A bus driving under a bride on a desert road.

A research document just released by an international pool-funded study led by the Nevada Department of Transportation provides an “authoritative review” of the most effective measures to reduce animal-vehicle collisions, improve motorist safety, and build safer wildlife crossings.  

[Above image by the Nevada DOT]
With as many as two million collisions with large mammals in the United States leading to approximately 200 human deaths every year, the review compiled, evaluated, and synthesized studies, scientific reports, journal articles, technical papers, and other publications from within the United States and beyond to determine the effectiveness of 30 different mitigation measures.

Ultimately, the report provides best management practices to reduce animal-vehicle collisions, increase habitat connectivity, and implement cost-effective solutions. Key findings include:

  • The most proven effective measures to reduce animal-vehicle collisions by over 85 percent while providing habitat connectivity remain wildlife fences in combination with wildlife overpasses and/or underpasses. Researchers now know that these measures must cover at least several miles to reduce collisions significantly with large mammal species.
  • Traditional warning signs, educational campaigns, reducing posted nighttime speed limits, and other measures are in general less than 50 percent effective. Some mitigation measures are at least 50 percent or greater effective in reducing animal-vehicle collisions, including roadside animal detection systems, nighttime lighting, and reducing the size of the population of wildlife species involved. However, none of those reduces a road’s “barrier effect” for wildlife; some even increase the barrier effect.  
  • No detailed study examines the ability to reduce animal-vehicle collisions with vehicle-based detection technology in highway situations – especially where connected and autonomous vehicles or CAVs are concerned. While there are likely benefits of this technology for reducing collisions with large mammal species, the sensors typically do not detect smaller species. Furthermore, this technology does not reduce the barrier effect of the road and traffic for wildlife.

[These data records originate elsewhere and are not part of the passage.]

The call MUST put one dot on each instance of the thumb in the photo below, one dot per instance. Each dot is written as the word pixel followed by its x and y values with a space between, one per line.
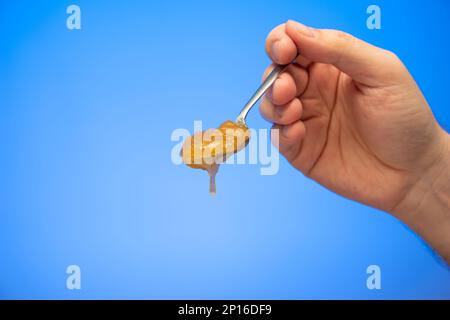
pixel 362 61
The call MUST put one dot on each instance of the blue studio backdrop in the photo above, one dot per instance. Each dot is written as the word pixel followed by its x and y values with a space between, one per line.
pixel 86 176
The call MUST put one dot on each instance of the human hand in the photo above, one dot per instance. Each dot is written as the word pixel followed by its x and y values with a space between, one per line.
pixel 353 119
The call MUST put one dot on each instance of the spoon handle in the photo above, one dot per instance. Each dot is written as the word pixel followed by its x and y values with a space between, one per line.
pixel 260 92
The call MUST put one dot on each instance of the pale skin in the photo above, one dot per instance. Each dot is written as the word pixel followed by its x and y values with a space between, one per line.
pixel 353 119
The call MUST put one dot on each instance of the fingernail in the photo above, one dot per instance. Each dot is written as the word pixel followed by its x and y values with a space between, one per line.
pixel 301 28
pixel 279 111
pixel 285 131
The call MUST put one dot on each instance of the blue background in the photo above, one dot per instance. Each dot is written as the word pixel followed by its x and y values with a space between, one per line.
pixel 86 176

Nova Simpson, a biological supervisor and large mammal mitigation specialist with Nevada DOT, helped manage the study.  Simpson believes it will help state and federal transportation, land management, and wildlife agencies optimize efforts to reduce animal-vehicle collisions. 

“This pooled fund study provides a very unique opportunity to synthesize current knowledge from the U.S., Canada, and internationally,” noted Simpson in a statement. “It will improve the cost-benefit analyses of mitigation measures, field test improved designs and technologies; and coordinate and provide outreach to transportation, land management, and wildlife agencies and their stakeholders. Ultimately, these efforts will help in the reduction of wildlife-vehicle collisions across the United States.”
Nevada DOT has already installed many roadway improvements to reduce potentially dangerous animal-vehicle collisions statewide. For example, in February, the agency installed four-foot high livestock fencing along stretches of U.S. 50 between State Route 341 and Chaves Road in Dayton, NV, to reduce horse-vehicle collisions.

Nevada DOT also worked with the Nevada Department of Wildlife to install nine safety crossings on Interstate 80 between Wendover and Wells and U.S. 93 north of Wells in the northeastern portion of the state four years ago.

That project – which garnered a 2019 Environmental Excellence Award from the Federal Highway Administration – covered wildlife overpasses with native soil and vegetation to replicate the natural environment, with roughly 60 miles of eight-foot-high fencing installed along both sections of the roadways redirecting and encouraging deer, mules, and other animals to use the crossing points.

The agency added that it has also installed 400 miles of tortoise fencing and 19 tortoise underpass/culvert crossings on the U.S. 95 and U.S. 93 in southern Nevada to reduce wildlife-vehicle collisions and tortoise road mortality.